Fundamentos do Roteiro é a disciplina introdutória do curso e que será conduzida pelo experiente roteirista Cláudio Felício, além de dois professores convidados: Bebeto Abrantes, com vários documentários no currículo, e Diana Iliescu, realizadora premiada professora de Linguagem Audiovisual. A roteirista Cristina Gomes acompanhará os projetos dos alunos em Roteiro de Longa-metragem.

Roteiro para Formatos Televisivos fica a cargo de Renata Fernandes, experiente roteirista de televisão. Paulo Andrade, doutor em computação e criador da primeira graduação do Brasil em Animação 3D, é responsável por Roteiro para Transmídia e Plataformas Interativas. A disciplina de Projeto e Pitching é conduzida por Carolina Ficheira, uma especialista em legislação audiovisual e na área de formatação de projetos. Para orientar o ensaio acadêmico do final do curso, contamos com Renata Feital, uma prestigiada estudiosa da área de narrativas que atualmente tem se dedicado ao seu projeto de Pós-Doutorado.

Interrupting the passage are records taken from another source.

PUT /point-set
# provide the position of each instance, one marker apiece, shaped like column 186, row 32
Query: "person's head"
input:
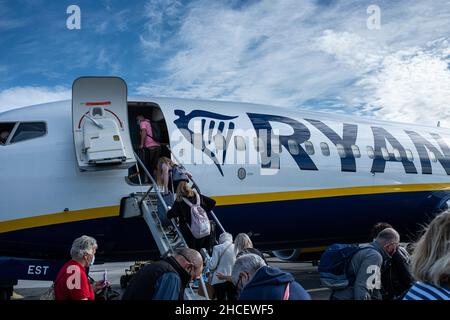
column 4, row 135
column 242, row 242
column 191, row 261
column 161, row 161
column 377, row 228
column 389, row 240
column 245, row 268
column 83, row 250
column 184, row 190
column 430, row 261
column 225, row 237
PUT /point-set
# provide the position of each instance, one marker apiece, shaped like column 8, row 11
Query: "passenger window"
column 325, row 149
column 397, row 155
column 341, row 150
column 370, row 152
column 356, row 152
column 309, row 148
column 432, row 156
column 385, row 153
column 6, row 128
column 259, row 145
column 239, row 143
column 409, row 155
column 219, row 141
column 293, row 147
column 29, row 130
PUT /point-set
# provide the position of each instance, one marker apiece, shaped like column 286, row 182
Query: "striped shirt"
column 426, row 291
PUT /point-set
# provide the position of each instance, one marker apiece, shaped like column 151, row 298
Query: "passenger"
column 366, row 265
column 222, row 261
column 168, row 173
column 243, row 245
column 255, row 280
column 4, row 137
column 396, row 278
column 165, row 279
column 151, row 149
column 72, row 280
column 430, row 262
column 182, row 211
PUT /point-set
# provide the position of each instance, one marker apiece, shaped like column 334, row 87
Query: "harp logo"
column 207, row 131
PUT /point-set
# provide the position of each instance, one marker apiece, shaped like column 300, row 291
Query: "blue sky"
column 297, row 53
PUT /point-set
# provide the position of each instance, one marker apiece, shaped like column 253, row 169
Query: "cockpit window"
column 29, row 130
column 6, row 128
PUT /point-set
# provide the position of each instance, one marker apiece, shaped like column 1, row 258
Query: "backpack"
column 334, row 264
column 156, row 131
column 200, row 226
column 178, row 174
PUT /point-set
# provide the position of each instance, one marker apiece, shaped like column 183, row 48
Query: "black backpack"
column 156, row 131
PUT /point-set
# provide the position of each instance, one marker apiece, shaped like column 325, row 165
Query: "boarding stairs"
column 168, row 239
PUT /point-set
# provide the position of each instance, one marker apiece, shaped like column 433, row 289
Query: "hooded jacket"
column 269, row 283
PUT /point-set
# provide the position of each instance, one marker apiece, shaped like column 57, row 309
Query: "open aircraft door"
column 100, row 124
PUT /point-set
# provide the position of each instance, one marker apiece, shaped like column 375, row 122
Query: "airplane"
column 293, row 178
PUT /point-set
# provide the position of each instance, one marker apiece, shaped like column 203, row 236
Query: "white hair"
column 225, row 237
column 81, row 246
column 249, row 263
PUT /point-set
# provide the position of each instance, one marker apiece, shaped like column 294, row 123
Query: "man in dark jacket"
column 396, row 278
column 366, row 267
column 165, row 279
column 257, row 281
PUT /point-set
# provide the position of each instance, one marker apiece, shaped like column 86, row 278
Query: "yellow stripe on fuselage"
column 58, row 218
column 326, row 193
column 113, row 211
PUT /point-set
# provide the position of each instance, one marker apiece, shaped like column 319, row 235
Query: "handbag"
column 49, row 294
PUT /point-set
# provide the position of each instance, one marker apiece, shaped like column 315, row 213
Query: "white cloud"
column 299, row 52
column 23, row 96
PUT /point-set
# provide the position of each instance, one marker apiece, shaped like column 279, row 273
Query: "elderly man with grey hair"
column 255, row 280
column 365, row 266
column 72, row 280
column 165, row 279
column 221, row 262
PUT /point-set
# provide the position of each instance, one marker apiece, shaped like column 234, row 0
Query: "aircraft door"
column 100, row 124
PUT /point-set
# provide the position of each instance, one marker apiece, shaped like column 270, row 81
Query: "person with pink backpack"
column 191, row 209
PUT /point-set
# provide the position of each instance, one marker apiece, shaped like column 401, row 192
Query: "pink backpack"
column 200, row 226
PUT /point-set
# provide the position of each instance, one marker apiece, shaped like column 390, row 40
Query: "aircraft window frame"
column 259, row 144
column 220, row 145
column 370, row 152
column 294, row 148
column 341, row 150
column 409, row 155
column 309, row 148
column 432, row 156
column 239, row 143
column 325, row 149
column 276, row 144
column 356, row 151
column 11, row 132
column 397, row 155
column 17, row 126
column 385, row 153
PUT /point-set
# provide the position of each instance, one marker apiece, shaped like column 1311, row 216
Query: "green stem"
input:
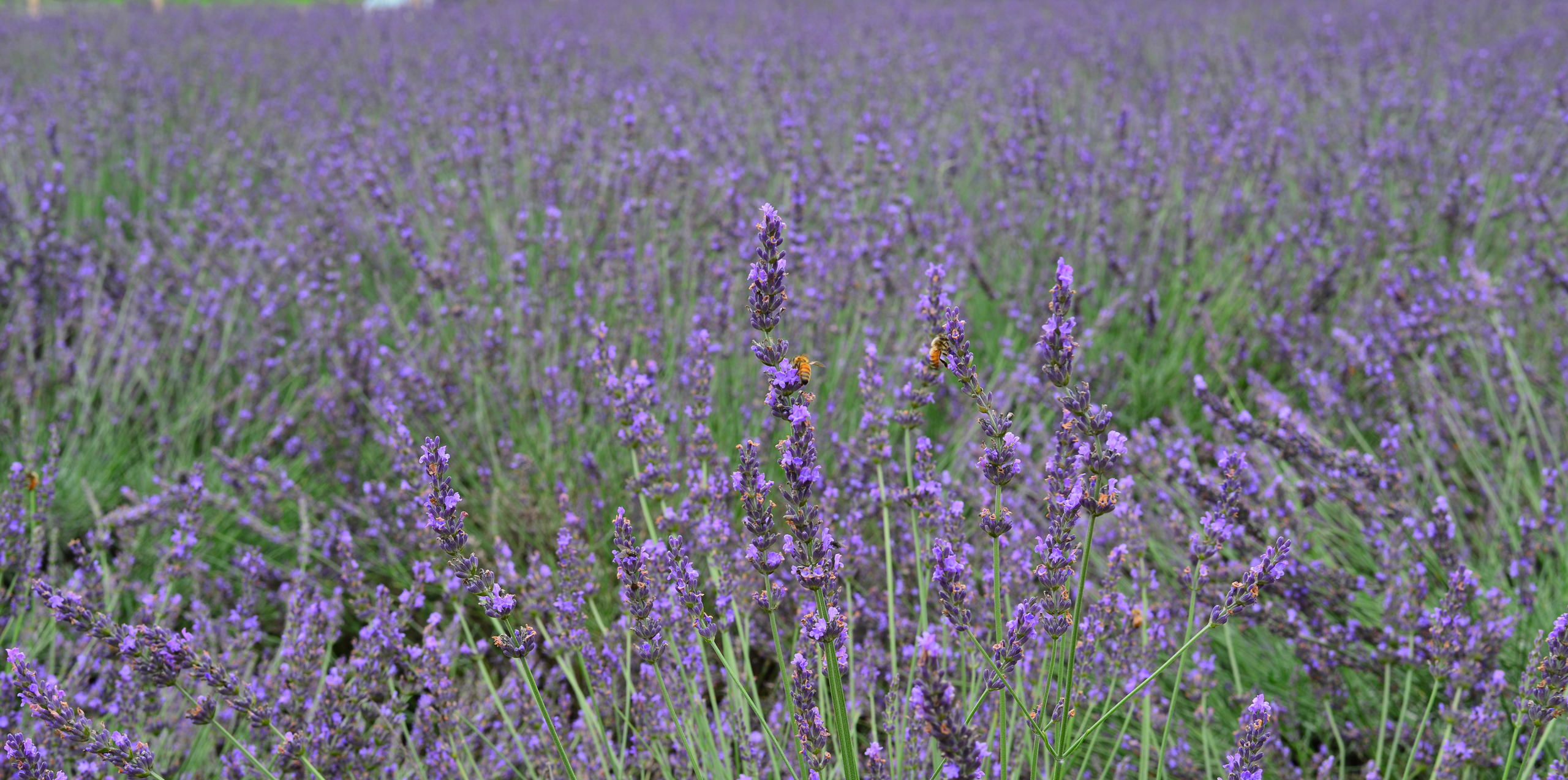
column 1181, row 663
column 1208, row 749
column 968, row 718
column 642, row 501
column 1078, row 614
column 1432, row 699
column 1513, row 744
column 1446, row 732
column 1009, row 688
column 755, row 708
column 1183, row 650
column 1236, row 670
column 1404, row 710
column 549, row 722
column 1529, row 767
column 686, row 736
column 230, row 735
column 1104, row 771
column 1341, row 741
column 785, row 663
column 914, row 531
column 1382, row 722
column 892, row 614
column 839, row 716
column 996, row 574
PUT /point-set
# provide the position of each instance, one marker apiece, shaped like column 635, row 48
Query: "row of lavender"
column 527, row 233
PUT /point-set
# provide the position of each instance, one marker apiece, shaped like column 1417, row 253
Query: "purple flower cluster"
column 250, row 252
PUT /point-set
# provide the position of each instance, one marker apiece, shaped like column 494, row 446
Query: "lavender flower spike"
column 1264, row 572
column 766, row 294
column 951, row 577
column 1247, row 762
column 51, row 706
column 1007, row 653
column 446, row 520
column 29, row 760
column 937, row 703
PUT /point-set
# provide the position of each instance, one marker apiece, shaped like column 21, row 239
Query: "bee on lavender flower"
column 804, row 368
column 933, row 357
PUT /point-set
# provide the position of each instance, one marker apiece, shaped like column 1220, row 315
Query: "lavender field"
column 785, row 392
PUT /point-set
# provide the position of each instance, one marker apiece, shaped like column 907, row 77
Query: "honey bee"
column 804, row 366
column 935, row 355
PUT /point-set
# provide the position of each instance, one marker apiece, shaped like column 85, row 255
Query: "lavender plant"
column 1284, row 451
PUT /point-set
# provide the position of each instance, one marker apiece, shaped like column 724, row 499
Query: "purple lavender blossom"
column 1010, row 650
column 29, row 760
column 814, row 738
column 1264, row 572
column 937, row 703
column 52, row 708
column 1545, row 686
column 766, row 289
column 951, row 580
column 1252, row 736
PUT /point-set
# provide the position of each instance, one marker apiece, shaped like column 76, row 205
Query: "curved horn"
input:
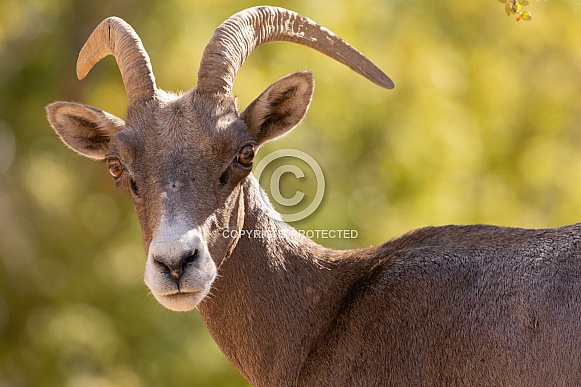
column 115, row 37
column 238, row 36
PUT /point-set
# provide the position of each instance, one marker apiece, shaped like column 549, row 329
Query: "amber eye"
column 246, row 155
column 115, row 168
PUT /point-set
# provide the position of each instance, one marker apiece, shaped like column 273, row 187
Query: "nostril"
column 188, row 260
column 160, row 264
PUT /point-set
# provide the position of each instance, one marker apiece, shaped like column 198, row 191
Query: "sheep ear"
column 280, row 107
column 84, row 129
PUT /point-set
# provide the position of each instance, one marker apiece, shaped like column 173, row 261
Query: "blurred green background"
column 484, row 126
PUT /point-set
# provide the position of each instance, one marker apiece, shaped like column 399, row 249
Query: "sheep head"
column 183, row 158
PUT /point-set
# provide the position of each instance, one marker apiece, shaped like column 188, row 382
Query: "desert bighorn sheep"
column 453, row 305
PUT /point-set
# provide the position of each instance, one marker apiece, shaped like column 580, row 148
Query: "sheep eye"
column 115, row 168
column 246, row 155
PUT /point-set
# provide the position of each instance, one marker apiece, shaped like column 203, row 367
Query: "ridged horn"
column 240, row 34
column 113, row 36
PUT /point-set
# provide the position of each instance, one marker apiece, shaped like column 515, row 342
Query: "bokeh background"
column 484, row 126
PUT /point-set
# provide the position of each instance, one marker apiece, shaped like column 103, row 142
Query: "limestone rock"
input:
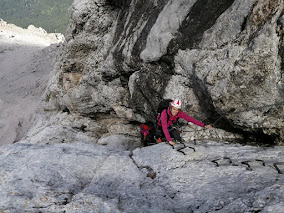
column 82, row 177
column 224, row 60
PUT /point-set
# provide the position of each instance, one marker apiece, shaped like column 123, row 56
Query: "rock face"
column 224, row 59
column 90, row 178
column 26, row 58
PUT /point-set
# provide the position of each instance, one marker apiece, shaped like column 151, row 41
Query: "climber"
column 167, row 122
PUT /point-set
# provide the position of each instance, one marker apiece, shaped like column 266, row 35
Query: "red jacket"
column 173, row 119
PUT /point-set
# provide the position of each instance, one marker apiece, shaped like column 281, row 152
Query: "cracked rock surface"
column 91, row 178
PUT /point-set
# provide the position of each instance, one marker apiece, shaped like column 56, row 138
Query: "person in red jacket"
column 168, row 120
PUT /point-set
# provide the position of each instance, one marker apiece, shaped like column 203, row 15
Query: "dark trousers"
column 174, row 133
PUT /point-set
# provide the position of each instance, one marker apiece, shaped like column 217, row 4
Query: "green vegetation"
column 51, row 15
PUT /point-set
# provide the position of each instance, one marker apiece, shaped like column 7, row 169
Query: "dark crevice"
column 219, row 120
column 201, row 17
column 280, row 32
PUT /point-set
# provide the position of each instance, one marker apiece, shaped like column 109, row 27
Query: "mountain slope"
column 51, row 15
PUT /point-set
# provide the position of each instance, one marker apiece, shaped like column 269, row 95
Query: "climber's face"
column 174, row 111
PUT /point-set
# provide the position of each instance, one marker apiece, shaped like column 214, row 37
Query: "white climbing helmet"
column 176, row 103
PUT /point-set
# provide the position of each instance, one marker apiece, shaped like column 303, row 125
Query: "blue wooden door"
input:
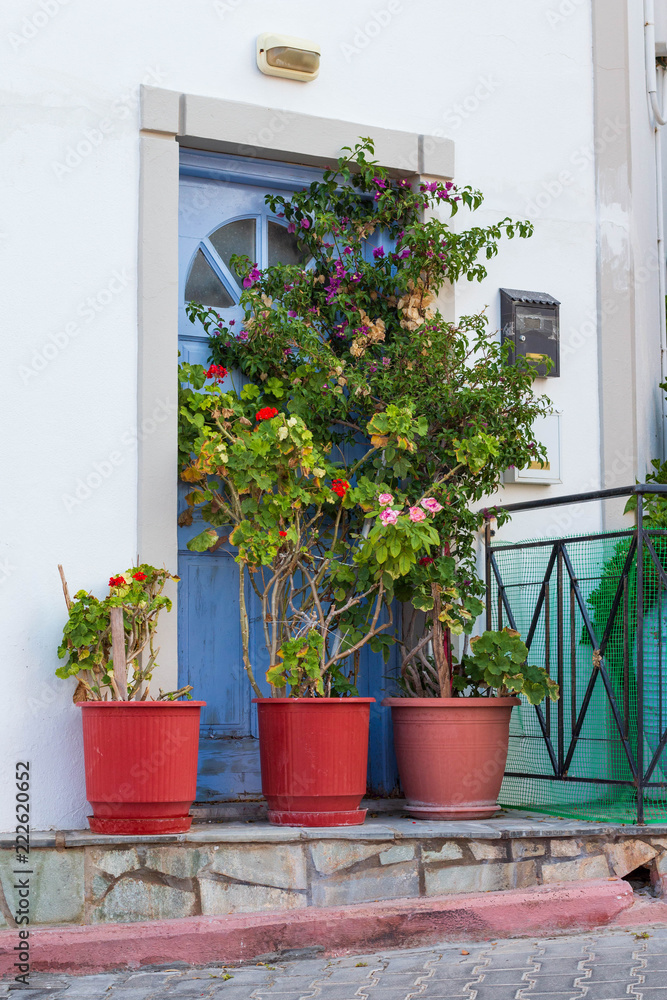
column 222, row 211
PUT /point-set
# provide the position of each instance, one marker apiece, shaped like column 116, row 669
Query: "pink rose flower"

Giovana Moraes e Pedro Salomão são os responsáveis pelas aulas de Roteiro de Ficção, Pesquisa para o Audiovisual, Roteiro de Séries e Estudo dos Gêneros Cinematográficos.

SERVIÇO – A Pós-graduação em Roteiro para Televisão, Cinema e Multiplataformas vai ser oferecida no campus Barra da Tijuca da Universidade Veiga de Almeida. A carga horária é de 360 horas/aula, distribuídas ao longo de aproximadamente 1 ano e meio de curso. As aulas serão aos sábados, sendo 2 ou 3 sábados letivos por mês. O horário é de 9h às 18h com intervalo de uma hora para o almoço. A próxima turma está prevista para 21 de outubro com uma master class de um grande nome do audiovisual brasileiro e que será aberta a todos os interessados.